Meta e Google, perdendo una causa storica, sono risultati così colpevoli di aver creato una struttura che crea una dipendenza paragonabile a quella che si sviluppa nei confronti del tabacco.
E non è un caso che media come la CNN parlino di Tobacco Moment per i social network, riferendosi alla consapevolezza che queste piattaforme siano state costruite per generare dipendenza alla stregua delle sigarette.
Il rischio ora qual è?
Ovviamente che la storica sentenza dia il via a una valanga di cause da gestire.
La storia della donna, indicata solo con il nome Kaley, approda al tribunale insieme a quella di altri tre utenti e riguarda non tanto un preciso contenuto incontrato durante lo scroll quotidiano, ma la struttura stessa del social, in questo caso Instagram.
La donna, supportata dai familiari, ha riferito di aver passato sul social anche 16 ore al giorno, dimostrando quindi una dipendenza radicale.

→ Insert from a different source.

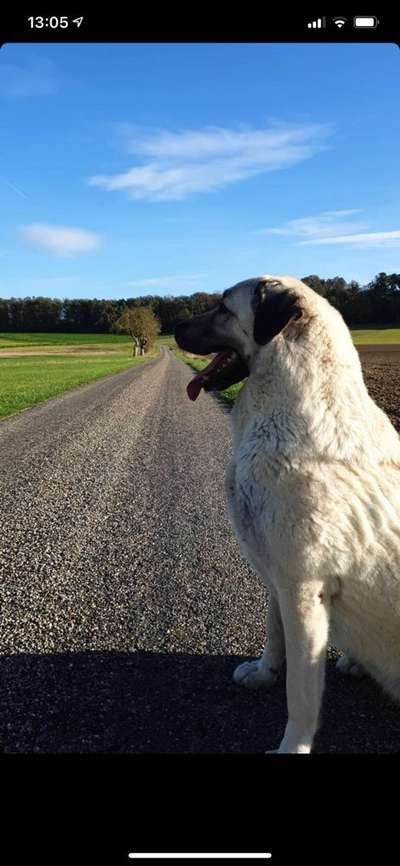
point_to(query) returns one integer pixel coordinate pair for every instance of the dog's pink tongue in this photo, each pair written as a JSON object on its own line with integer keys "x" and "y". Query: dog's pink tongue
{"x": 194, "y": 387}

Il tribunale di Los Angeles ha stabilito un risarcimento pari a 4,2 milioni di dollari per conto di Meta e 1,8 milioni di dollari per YouTube.
E non si tratta di un caso a sé stante, visto che negli stessi giorni il tribunale del New Mexico ha condannato Meta al pagamento di 375 milioni di dollari per non aver protetto abbastanza i minori, sostenendo la tesi che i protocolli della piattaforma abbiano favorito i contatti con i predatori sessuali.

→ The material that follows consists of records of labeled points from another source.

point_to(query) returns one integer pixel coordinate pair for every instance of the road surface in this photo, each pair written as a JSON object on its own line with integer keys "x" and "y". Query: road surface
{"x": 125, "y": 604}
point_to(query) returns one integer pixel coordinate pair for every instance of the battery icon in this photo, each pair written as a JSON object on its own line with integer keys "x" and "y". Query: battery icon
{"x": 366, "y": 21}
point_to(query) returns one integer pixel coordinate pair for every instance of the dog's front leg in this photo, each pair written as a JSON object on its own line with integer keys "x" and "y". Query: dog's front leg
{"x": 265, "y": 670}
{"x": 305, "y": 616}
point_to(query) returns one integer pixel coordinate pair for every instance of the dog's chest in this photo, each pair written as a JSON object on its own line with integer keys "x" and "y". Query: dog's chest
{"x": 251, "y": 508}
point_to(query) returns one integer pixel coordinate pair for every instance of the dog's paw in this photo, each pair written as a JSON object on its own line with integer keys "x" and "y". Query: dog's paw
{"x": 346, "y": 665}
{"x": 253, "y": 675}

Dal lato colossi, Meta commentando la sentenza spiega che non è d’accordo con il verdetto e che farà appello, che la salute mentale dei ragazzi è estremamente complessa e non può essere legata a una singola app.
Google, parlando di YouTube, che ormai è sempre meno social network e più piattaforma di streaming, fa leva proprio su questa distinzione.